No matter how impressive your resume is, you won’t succeed as a leader unless you’re believable. That’s why believable — along with able, connected and dependable — is one of the four cornerstones in the ABCD Trust Model featured in my book, “Trust Works! Four Keys to Building Lasting Relationships.”
Is being believable simply a matter of telling the truth? Certainly telling the truth is important, but it’s only the beginning. In “Trust Works!,” Cynthia Olmstead, Martha Lawrence and I identify seven best practices that will make you believable.
Keep confidences. If you can’t be trusted to keep a confidence, your believability will plummet. It’s an honor to be entrusted with sensitive information. Keeping information confidential demonstrates integrity and strengthens your relationships.
Admit when you’re wrong. Everybody makes mistakes, so it’s inevitable that at some point you’ll be wrong. For example, my 7-year-old grandson, Alec, tested my patience recently, and in a moment of frustration, I yelled at him and walked away. Suddenly I realized, “Blanchard, you’re supposed to be the ‘One Minute Manager.’ What is this, yelling at your grandson?” So I turned around and walked back to him. I got down on my knees to look him in the eye and said, “Alec, we can talk about your behavior later. But Grampy was wrong to yell, and I’m sorry.” He gave me a hug and said, “That’s OK, Gramps.” Having the humility to recognize and admit that you’re wrong will give others faith in your judgment and make you believable.
Be honest. When you have the courage to be honest — rather than taking the easy way out by bending the truth — you become someone people can believe in. Consider the very different responses by two U.S. presidents when faced with the temptation to be less than candid.
After his failed invasion of Fidel Castro’s Cuba in the Bay of Pigs fiasco, President John F. Kennedy took the blame and learned from the experience. Contrast that with President Bill Clinton’s response to the Monica Lewinsky scandal, where he initially denied a sexual relationship. By the time he admitted to “a terrible moral error” it was too late — he’d already lost his believability.
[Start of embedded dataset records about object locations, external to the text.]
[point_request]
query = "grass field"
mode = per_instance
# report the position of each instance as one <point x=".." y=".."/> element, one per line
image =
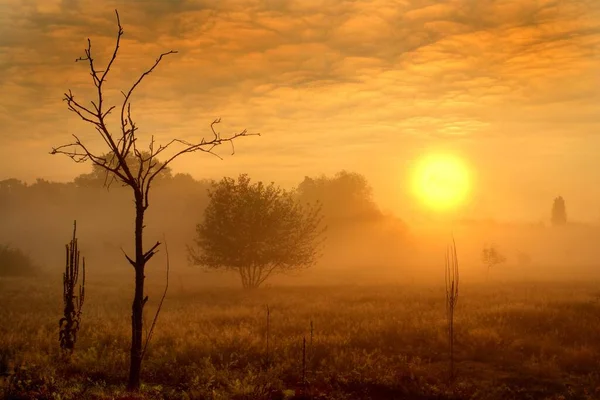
<point x="514" y="341"/>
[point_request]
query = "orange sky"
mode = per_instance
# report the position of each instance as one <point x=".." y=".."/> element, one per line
<point x="512" y="86"/>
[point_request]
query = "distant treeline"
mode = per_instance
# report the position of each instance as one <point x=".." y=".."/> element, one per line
<point x="37" y="217"/>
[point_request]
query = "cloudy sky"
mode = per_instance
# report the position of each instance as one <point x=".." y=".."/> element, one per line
<point x="511" y="86"/>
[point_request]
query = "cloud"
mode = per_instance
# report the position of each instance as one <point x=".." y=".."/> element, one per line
<point x="319" y="78"/>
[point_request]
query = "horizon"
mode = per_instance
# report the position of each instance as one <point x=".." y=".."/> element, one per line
<point x="374" y="94"/>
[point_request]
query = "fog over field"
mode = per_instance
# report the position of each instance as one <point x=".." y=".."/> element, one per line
<point x="303" y="199"/>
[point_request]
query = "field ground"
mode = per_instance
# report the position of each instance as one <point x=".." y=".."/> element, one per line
<point x="514" y="341"/>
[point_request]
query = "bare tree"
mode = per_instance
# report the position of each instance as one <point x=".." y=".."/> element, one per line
<point x="115" y="160"/>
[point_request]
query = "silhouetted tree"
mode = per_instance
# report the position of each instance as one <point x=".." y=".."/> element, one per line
<point x="256" y="230"/>
<point x="559" y="212"/>
<point x="121" y="148"/>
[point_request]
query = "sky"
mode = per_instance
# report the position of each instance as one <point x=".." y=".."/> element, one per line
<point x="511" y="87"/>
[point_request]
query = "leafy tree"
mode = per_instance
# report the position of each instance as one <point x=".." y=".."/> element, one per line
<point x="256" y="230"/>
<point x="492" y="257"/>
<point x="559" y="212"/>
<point x="134" y="168"/>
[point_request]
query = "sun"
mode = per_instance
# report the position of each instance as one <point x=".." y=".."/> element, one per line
<point x="441" y="181"/>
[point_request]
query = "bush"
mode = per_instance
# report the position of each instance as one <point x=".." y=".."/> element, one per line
<point x="14" y="262"/>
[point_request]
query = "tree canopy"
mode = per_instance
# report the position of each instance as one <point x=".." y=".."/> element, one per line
<point x="256" y="230"/>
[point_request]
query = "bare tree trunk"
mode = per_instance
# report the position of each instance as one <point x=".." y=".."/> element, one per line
<point x="135" y="365"/>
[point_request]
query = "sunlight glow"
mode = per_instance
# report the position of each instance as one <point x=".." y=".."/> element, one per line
<point x="441" y="182"/>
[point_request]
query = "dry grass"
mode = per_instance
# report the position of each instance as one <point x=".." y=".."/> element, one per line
<point x="523" y="341"/>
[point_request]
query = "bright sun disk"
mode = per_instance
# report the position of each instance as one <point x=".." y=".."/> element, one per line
<point x="442" y="182"/>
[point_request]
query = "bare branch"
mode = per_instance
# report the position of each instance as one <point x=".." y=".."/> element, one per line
<point x="130" y="92"/>
<point x="148" y="255"/>
<point x="128" y="258"/>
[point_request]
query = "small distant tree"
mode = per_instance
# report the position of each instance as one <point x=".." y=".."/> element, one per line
<point x="559" y="212"/>
<point x="256" y="230"/>
<point x="491" y="257"/>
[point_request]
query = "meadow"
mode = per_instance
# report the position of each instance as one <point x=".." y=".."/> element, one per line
<point x="513" y="341"/>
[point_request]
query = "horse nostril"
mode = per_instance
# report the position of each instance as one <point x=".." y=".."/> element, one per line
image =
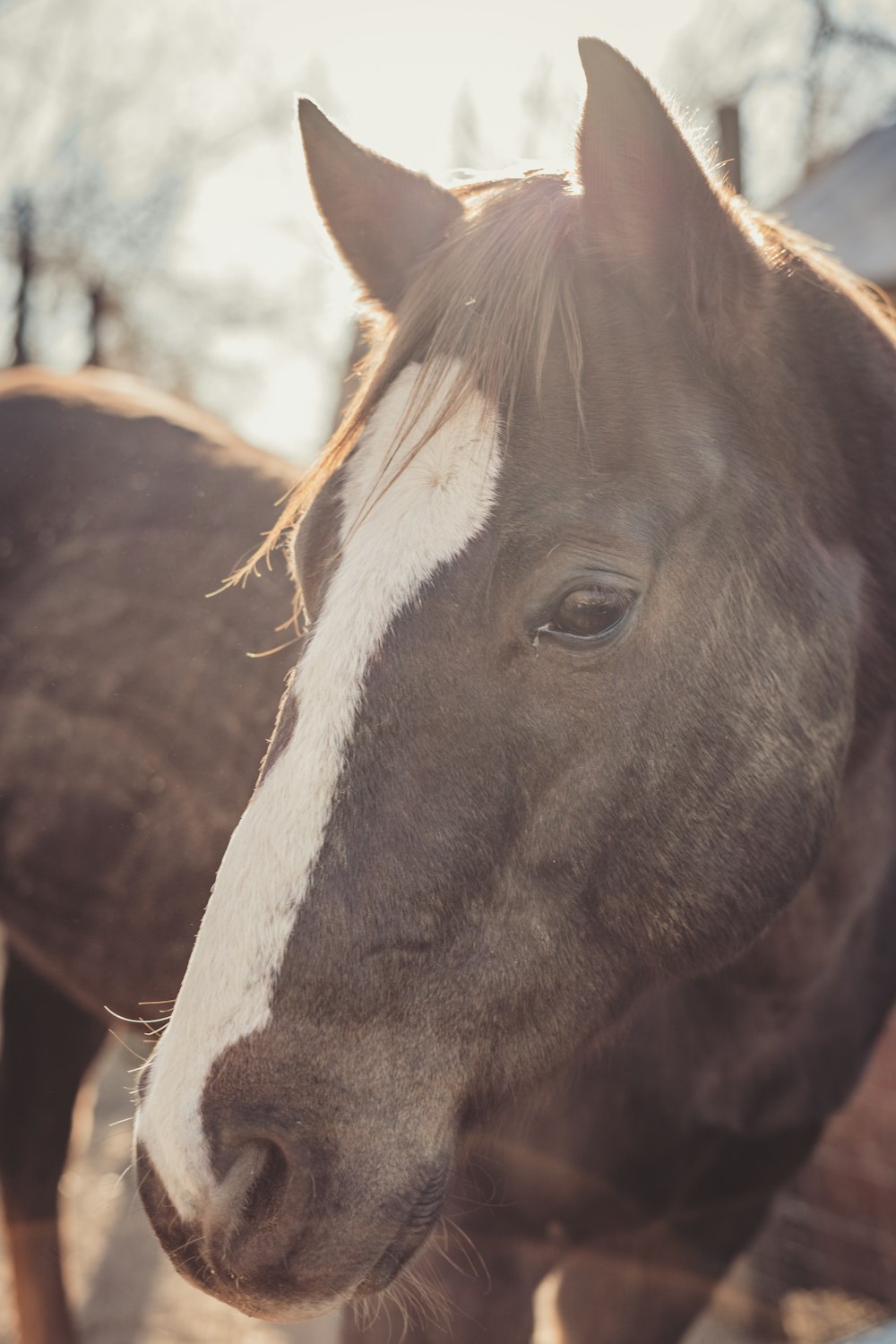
<point x="258" y="1210"/>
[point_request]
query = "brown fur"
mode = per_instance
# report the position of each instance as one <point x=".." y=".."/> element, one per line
<point x="600" y="932"/>
<point x="120" y="774"/>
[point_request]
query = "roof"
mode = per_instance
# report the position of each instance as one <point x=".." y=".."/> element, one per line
<point x="850" y="204"/>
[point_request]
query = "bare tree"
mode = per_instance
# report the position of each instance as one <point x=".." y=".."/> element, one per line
<point x="809" y="77"/>
<point x="108" y="125"/>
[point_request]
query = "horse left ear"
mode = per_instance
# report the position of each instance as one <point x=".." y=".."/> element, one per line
<point x="383" y="218"/>
<point x="646" y="196"/>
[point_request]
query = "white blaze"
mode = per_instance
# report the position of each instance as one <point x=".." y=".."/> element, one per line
<point x="397" y="530"/>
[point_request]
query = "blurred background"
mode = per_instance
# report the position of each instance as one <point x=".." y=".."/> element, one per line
<point x="155" y="218"/>
<point x="153" y="207"/>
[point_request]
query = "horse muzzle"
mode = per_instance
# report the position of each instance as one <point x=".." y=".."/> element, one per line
<point x="265" y="1241"/>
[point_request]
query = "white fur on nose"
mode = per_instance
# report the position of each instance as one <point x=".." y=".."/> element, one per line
<point x="397" y="531"/>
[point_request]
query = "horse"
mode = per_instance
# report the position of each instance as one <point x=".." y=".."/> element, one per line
<point x="563" y="913"/>
<point x="121" y="508"/>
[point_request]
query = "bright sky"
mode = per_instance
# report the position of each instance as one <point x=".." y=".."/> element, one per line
<point x="390" y="73"/>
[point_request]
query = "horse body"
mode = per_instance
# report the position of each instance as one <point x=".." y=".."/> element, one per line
<point x="121" y="779"/>
<point x="573" y="852"/>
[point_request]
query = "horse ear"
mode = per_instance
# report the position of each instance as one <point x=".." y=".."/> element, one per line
<point x="383" y="218"/>
<point x="642" y="185"/>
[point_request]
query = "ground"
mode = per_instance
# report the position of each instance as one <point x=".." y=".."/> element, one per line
<point x="125" y="1292"/>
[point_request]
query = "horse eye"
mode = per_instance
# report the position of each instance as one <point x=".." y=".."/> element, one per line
<point x="589" y="613"/>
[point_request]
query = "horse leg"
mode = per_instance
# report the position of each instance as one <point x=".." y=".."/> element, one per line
<point x="47" y="1045"/>
<point x="470" y="1290"/>
<point x="650" y="1288"/>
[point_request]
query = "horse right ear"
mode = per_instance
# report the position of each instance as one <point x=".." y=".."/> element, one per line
<point x="383" y="218"/>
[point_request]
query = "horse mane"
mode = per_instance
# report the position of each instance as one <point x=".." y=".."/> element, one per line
<point x="487" y="303"/>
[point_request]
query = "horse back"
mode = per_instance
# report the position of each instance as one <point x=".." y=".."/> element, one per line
<point x="132" y="715"/>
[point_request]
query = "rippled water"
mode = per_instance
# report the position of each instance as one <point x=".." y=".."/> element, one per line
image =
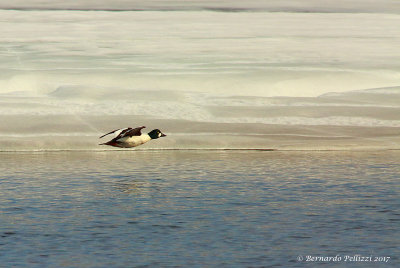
<point x="197" y="208"/>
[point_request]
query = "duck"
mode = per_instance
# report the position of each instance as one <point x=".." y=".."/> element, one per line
<point x="131" y="137"/>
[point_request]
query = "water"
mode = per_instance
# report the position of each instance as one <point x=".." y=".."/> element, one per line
<point x="210" y="74"/>
<point x="197" y="208"/>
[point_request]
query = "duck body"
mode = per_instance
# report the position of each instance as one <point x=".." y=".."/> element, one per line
<point x="132" y="137"/>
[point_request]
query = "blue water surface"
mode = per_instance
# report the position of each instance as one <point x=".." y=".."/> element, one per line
<point x="198" y="208"/>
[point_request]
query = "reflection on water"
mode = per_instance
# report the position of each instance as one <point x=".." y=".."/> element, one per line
<point x="196" y="209"/>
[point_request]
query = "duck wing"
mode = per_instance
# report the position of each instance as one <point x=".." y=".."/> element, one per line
<point x="123" y="132"/>
<point x="120" y="131"/>
<point x="131" y="132"/>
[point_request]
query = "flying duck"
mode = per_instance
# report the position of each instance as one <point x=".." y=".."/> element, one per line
<point x="132" y="137"/>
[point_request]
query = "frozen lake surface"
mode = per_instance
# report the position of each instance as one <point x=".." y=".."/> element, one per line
<point x="197" y="208"/>
<point x="212" y="75"/>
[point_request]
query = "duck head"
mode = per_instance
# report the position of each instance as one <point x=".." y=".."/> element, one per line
<point x="155" y="134"/>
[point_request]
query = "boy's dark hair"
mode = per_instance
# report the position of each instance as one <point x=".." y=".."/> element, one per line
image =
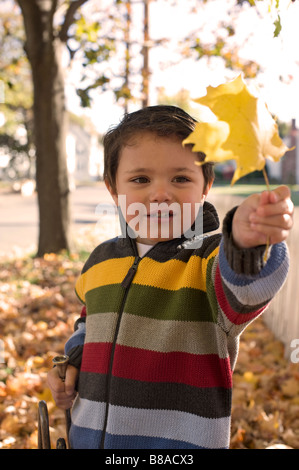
<point x="161" y="120"/>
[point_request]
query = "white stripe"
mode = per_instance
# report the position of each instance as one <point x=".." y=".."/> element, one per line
<point x="169" y="424"/>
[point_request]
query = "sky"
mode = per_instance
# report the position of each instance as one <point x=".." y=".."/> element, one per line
<point x="277" y="85"/>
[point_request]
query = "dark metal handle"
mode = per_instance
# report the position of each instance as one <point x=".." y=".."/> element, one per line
<point x="61" y="362"/>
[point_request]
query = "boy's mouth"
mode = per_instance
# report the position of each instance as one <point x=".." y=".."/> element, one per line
<point x="161" y="215"/>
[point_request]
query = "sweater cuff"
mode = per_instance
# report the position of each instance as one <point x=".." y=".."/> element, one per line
<point x="248" y="261"/>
Be sincere. If you want to be believable, make sure the words coming out of your mouth match the feelings in your heart. We’ve all encountered people who lay on the charm and flattery but whose underlying motives are self-centered. Don’t let that be you. Smile with your eyes and not just your lips. Keep the promises you make, and mean the compliments you give. If you do, people will feel your sincerity and find you believable.
Avoid talking behind people’s backs. Want to lose people’s trust? Say something critical about them behind their back. Sheldon Harris, CEO of Complete Nutrition and former COO of Cold Stone Creamery, has a rule that nobody can talk about somebody else unless that person is in the room. He calls it integrity communication. If an employee starts to complain about someone, Sheldon says, “Let’s give them a call.” Sheldon reports that it’s a tough policy to initiate, but it’s one of the fastest ways to build believability and create a culture of trust.
Be nonjudgmental. There’s a difference between discernment and judgment. Discernment is a powerful tool that can help us navigate life. Judgment, on the other hand, causes us to make snap decisions that can work against us and undermine our relationships.
Show respect for others. When you think you are better than someone else, you’re at risk of losing your believability. A powerful example of this showed up in the news recently when Mike Jeffries, the CEO of Abercrombie & Fitch, explained why his stores do not offer plus sizes. “We go after the cool kids,” he said. “A lot of people don’t belong, and they can’t belong. Are we exclusionary? Absolutely.” The consumer hostility that followed demonstrates what happens when you don’t show respect for others.
Practice these seven tools. When you do, your believability will skyrocket, and your prospects for success as a leader will, too.